The traffic is chaotic beyond anything that can be conveyed in words. It is simply unbelievable. Tehran has a well deserved reputation for having some of the wildest traffic on the planet. There are no rules at all. You are constantly surrounded by vast numbers of cars and motorcycles weaving in and out of each other at high speed, no lanes, no thought to life, limb or consequences. Just this mad joyful dash like some vast school of half crazed fish hurdling pell-mell down a racing mountain stream. People roar up one-way streets the wrong way. When traffic slows, the motorcycles take to the sidewalk. Cars roar around blind mountain curves in the left lane at full speed. What is most amazing is that there are very few accidents. These people can really drive. They make New York cabdrivers look like a bunch of restrained beginners.

At one point, we visited a family villa along a river in the mountains that is reached by a precipitous mountain road with hairpin curves and bottomless cliffs. On the way back home this road was clogged with vast numbers of cars filled with impatient people returning from a long weekend at the Caspian seashore. This little road has one lane going each way and drop offs that would take your breath away. When our lane slowed down, someone started another lane to the right of us, on what would have been the shoulder, if there had been room for an actual shoulder. When that lane slowed down, someone started another lane to the left of us. Soon, there were four lanes of cars going our direction, all impatient to get home, all completely beyond caring about anything beyond the present second in the swirl of chaos.
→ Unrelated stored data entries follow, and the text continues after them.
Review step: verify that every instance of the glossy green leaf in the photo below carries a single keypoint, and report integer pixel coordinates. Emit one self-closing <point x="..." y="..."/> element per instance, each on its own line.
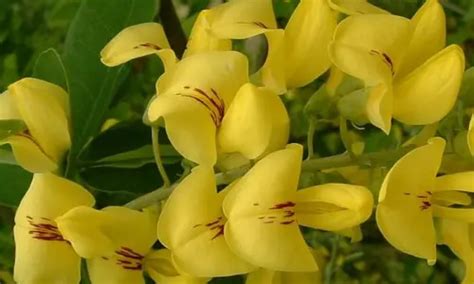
<point x="92" y="85"/>
<point x="50" y="67"/>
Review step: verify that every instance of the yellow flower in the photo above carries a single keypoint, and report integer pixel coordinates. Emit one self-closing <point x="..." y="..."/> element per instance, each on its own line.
<point x="264" y="276"/>
<point x="207" y="95"/>
<point x="470" y="135"/>
<point x="115" y="241"/>
<point x="192" y="225"/>
<point x="43" y="255"/>
<point x="407" y="73"/>
<point x="264" y="211"/>
<point x="459" y="237"/>
<point x="411" y="195"/>
<point x="44" y="109"/>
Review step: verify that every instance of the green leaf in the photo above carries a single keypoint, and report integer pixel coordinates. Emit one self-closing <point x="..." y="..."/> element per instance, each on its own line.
<point x="15" y="182"/>
<point x="92" y="85"/>
<point x="11" y="127"/>
<point x="49" y="67"/>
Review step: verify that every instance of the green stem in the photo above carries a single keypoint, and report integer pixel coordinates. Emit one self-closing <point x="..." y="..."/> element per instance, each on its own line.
<point x="344" y="160"/>
<point x="156" y="153"/>
<point x="151" y="198"/>
<point x="310" y="139"/>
For the first two days, I was terrified every time I got in a car. Every day there were several traffic incidents that were near death experiences, the kind of things that might happen once every few years at home. On the third day I became enlightened. I surrendered my ego to the gods of chaos, completely at peace with the nightmare traffic. In fact, I loved it. Next time I visit, I will get an international drivers license, and join gleefully in the bumper car mayhem, perhaps strapping mattresses all around the car, closing my eyes and hitting the gas.
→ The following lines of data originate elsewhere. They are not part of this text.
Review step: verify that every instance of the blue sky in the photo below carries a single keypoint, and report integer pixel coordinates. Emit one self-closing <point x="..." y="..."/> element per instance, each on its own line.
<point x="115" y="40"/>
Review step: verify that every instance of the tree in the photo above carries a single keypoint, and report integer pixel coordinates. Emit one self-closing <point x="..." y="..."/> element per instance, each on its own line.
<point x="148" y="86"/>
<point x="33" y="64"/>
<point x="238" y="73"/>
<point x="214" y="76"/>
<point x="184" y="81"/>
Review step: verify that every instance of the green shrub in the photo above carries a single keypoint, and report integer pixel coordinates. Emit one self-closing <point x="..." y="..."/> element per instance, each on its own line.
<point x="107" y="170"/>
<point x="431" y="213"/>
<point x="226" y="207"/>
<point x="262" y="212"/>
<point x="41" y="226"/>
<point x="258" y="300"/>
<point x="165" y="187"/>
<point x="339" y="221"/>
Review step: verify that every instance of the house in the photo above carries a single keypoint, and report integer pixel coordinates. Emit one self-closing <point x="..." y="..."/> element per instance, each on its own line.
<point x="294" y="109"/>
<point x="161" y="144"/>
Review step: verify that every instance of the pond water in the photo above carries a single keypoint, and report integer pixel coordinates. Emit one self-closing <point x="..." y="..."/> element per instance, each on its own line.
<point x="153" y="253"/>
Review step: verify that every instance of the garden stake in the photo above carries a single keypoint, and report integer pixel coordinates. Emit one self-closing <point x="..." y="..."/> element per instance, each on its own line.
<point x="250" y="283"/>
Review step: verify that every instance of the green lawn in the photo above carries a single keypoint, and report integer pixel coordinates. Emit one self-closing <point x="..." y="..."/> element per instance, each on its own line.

We then flew to Shiraz, the city that was home to many of the Persian poets. They are highly revered. People quote them, visit their tombs, much as we revere Shakespeare. Then, after a couple days, back to Tehran for several more days of parties. Frankly, I was ready to go home when the time came. I would love to see much more of the country. I only scratched the surface. But, I was partied out.

I have been back home for more than three weeks, trying to get back in the rhythm of my life. But this is difficult. In my mind's eye I still smell the spices, the complex, musty aroma of the bazaar, and most of all, I miss the people, extraordinary, complex and generous. These people that we Americans so misunderstand.